¿Sí? ¿No? ¿Sí, son cómplices morales, aunque el voto sea secreto, porque la corrupción ha de ser intolerable en democracia y los votantes de estos partidos demuestran no sólo que como ciudadanos miran para otro lado, sino que con su voto apoyan y legitiman los actos de políticos corruptos, a sabiendas de que lo son? ¿No, no lo son, porque para juzgar y castigar está el poder judicial y, en cualquier caso, la intención del votante en las urnas siempre es la de conseguir un buen gobierno, el mejor posible, independientemente de que los políticos después actúen de manera inapropiada?

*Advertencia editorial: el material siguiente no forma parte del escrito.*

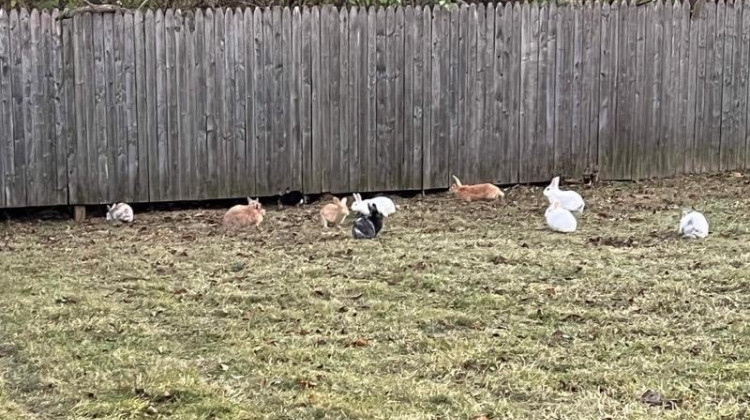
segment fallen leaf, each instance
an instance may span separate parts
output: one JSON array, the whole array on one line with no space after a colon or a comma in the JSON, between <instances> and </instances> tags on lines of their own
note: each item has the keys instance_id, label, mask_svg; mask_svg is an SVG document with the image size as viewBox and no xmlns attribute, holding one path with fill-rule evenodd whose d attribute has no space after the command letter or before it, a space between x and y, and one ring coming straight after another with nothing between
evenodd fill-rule
<instances>
[{"instance_id":1,"label":"fallen leaf","mask_svg":"<svg viewBox=\"0 0 750 420\"><path fill-rule=\"evenodd\" d=\"M367 347L369 343L364 338L358 338L354 340L352 345L354 345L354 347Z\"/></svg>"}]
</instances>

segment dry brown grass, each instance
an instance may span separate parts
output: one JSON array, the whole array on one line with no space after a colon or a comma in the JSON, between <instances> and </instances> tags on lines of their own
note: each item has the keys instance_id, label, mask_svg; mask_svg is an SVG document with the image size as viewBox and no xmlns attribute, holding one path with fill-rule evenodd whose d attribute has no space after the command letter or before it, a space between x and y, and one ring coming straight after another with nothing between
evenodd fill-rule
<instances>
[{"instance_id":1,"label":"dry brown grass","mask_svg":"<svg viewBox=\"0 0 750 420\"><path fill-rule=\"evenodd\" d=\"M374 241L321 232L322 204L231 236L214 210L10 222L0 418L742 416L746 179L578 189L574 235L527 187L398 200ZM707 240L675 236L687 206Z\"/></svg>"}]
</instances>

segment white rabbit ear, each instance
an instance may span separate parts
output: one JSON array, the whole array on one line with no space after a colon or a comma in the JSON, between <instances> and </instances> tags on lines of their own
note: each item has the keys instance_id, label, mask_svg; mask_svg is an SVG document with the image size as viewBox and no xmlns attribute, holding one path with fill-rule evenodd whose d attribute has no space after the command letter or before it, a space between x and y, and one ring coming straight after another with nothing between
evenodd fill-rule
<instances>
[{"instance_id":1,"label":"white rabbit ear","mask_svg":"<svg viewBox=\"0 0 750 420\"><path fill-rule=\"evenodd\" d=\"M105 206L107 206L107 213L111 212L114 207L114 205L110 206L109 204L105 204Z\"/></svg>"},{"instance_id":2,"label":"white rabbit ear","mask_svg":"<svg viewBox=\"0 0 750 420\"><path fill-rule=\"evenodd\" d=\"M560 208L560 201L559 200L555 200L552 203L552 208L555 209L555 210L559 209Z\"/></svg>"},{"instance_id":3,"label":"white rabbit ear","mask_svg":"<svg viewBox=\"0 0 750 420\"><path fill-rule=\"evenodd\" d=\"M342 205L346 206L346 197L342 198L340 202Z\"/></svg>"}]
</instances>

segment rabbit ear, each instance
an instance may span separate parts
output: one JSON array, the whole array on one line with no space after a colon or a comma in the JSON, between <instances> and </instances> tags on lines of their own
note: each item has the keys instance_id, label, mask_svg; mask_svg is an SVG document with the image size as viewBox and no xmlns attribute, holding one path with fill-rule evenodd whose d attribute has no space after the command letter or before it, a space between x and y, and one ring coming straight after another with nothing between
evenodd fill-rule
<instances>
[{"instance_id":1,"label":"rabbit ear","mask_svg":"<svg viewBox=\"0 0 750 420\"><path fill-rule=\"evenodd\" d=\"M105 204L105 206L107 206L107 213L111 212L112 208L114 207L114 205L110 206L109 204Z\"/></svg>"},{"instance_id":2,"label":"rabbit ear","mask_svg":"<svg viewBox=\"0 0 750 420\"><path fill-rule=\"evenodd\" d=\"M339 200L338 197L333 197L333 202L334 202L334 204L338 204L338 203L341 202L341 200Z\"/></svg>"},{"instance_id":3,"label":"rabbit ear","mask_svg":"<svg viewBox=\"0 0 750 420\"><path fill-rule=\"evenodd\" d=\"M555 210L559 209L560 208L560 201L559 200L555 200L552 203L552 208L555 209Z\"/></svg>"},{"instance_id":4,"label":"rabbit ear","mask_svg":"<svg viewBox=\"0 0 750 420\"><path fill-rule=\"evenodd\" d=\"M556 177L552 178L552 182L550 182L550 185L552 185L553 187L559 187L560 186L560 177L556 176Z\"/></svg>"},{"instance_id":5,"label":"rabbit ear","mask_svg":"<svg viewBox=\"0 0 750 420\"><path fill-rule=\"evenodd\" d=\"M339 202L341 205L346 206L346 197L342 198Z\"/></svg>"}]
</instances>

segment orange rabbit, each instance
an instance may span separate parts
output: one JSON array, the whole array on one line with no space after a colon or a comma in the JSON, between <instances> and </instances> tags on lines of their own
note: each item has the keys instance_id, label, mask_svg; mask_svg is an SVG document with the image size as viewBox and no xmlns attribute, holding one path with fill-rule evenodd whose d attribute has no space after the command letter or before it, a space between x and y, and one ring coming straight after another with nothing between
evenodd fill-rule
<instances>
[{"instance_id":1,"label":"orange rabbit","mask_svg":"<svg viewBox=\"0 0 750 420\"><path fill-rule=\"evenodd\" d=\"M247 205L238 204L229 209L224 215L224 227L230 230L245 228L248 226L260 226L266 210L261 208L258 200L247 198Z\"/></svg>"},{"instance_id":2,"label":"orange rabbit","mask_svg":"<svg viewBox=\"0 0 750 420\"><path fill-rule=\"evenodd\" d=\"M320 209L320 218L324 228L327 228L329 225L340 225L348 215L349 208L346 207L346 197L341 200L333 197L332 203L328 203Z\"/></svg>"},{"instance_id":3,"label":"orange rabbit","mask_svg":"<svg viewBox=\"0 0 750 420\"><path fill-rule=\"evenodd\" d=\"M450 191L467 203L472 201L495 201L498 198L505 197L503 191L495 185L463 185L455 175L453 175L453 179L456 180L456 183L451 185Z\"/></svg>"}]
</instances>

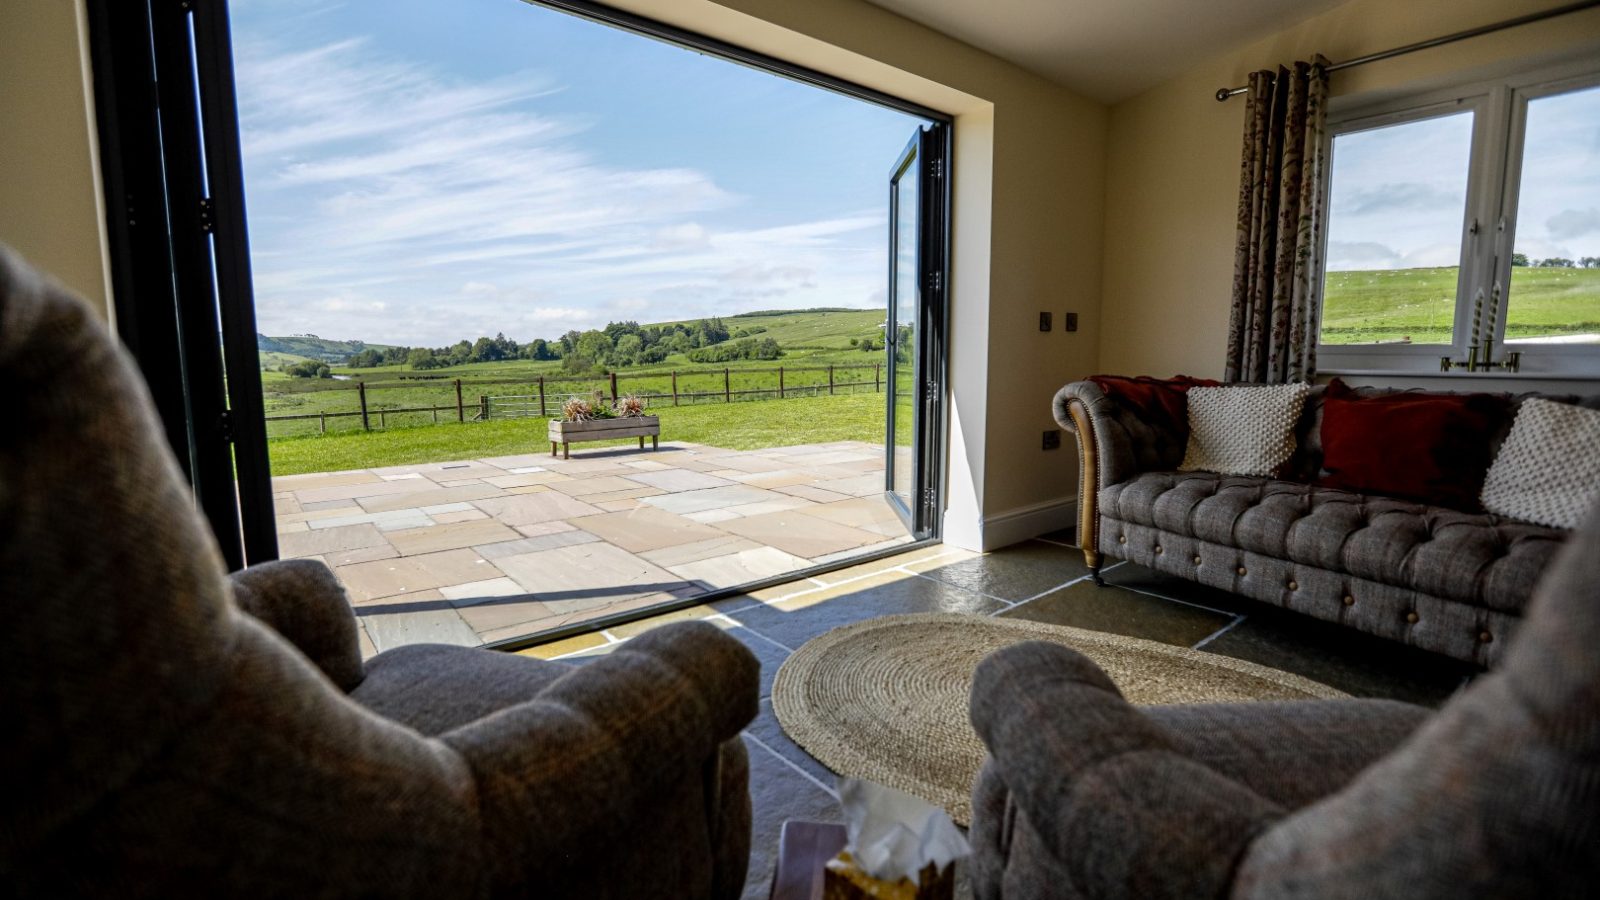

«La guerra es el arte de destruir hombres, la política es el arte de engañarlos». Muy rotundo el filósofo, físico y matemático francés del siglo XVIII Jean Le Rond D’Alembert en su sentencia. ¿Pero acertado? En la definición de guerra, arte o no arte, seguro que estaremos más de acuerdo, pero ¿en la de política? ¿Lo es? ¿Y los ciudadanos nos dejamos engañar tranquilamente?
El programa La Sexta Columna emitía en abril de 2015 un reportaje -Imputados y queridos por su pueblo, ¿de quién es la responsabilidad de la corrupción?, se preguntaban- en el que daban estos datos: en 2007, de cada 10 alcaldes imputados que se presentaron a las elecciones, siete fueron reelegidos en sus pueblos. Cuatro años después, ganó un 57% de los imputados que se presentaron. En las elecciones municipales del 24 mayo de ese año 2015 se presentaban no sólo imputados, sino también condenados. “La gente te lo pide por la calle”, decía algún candidato a la reelección.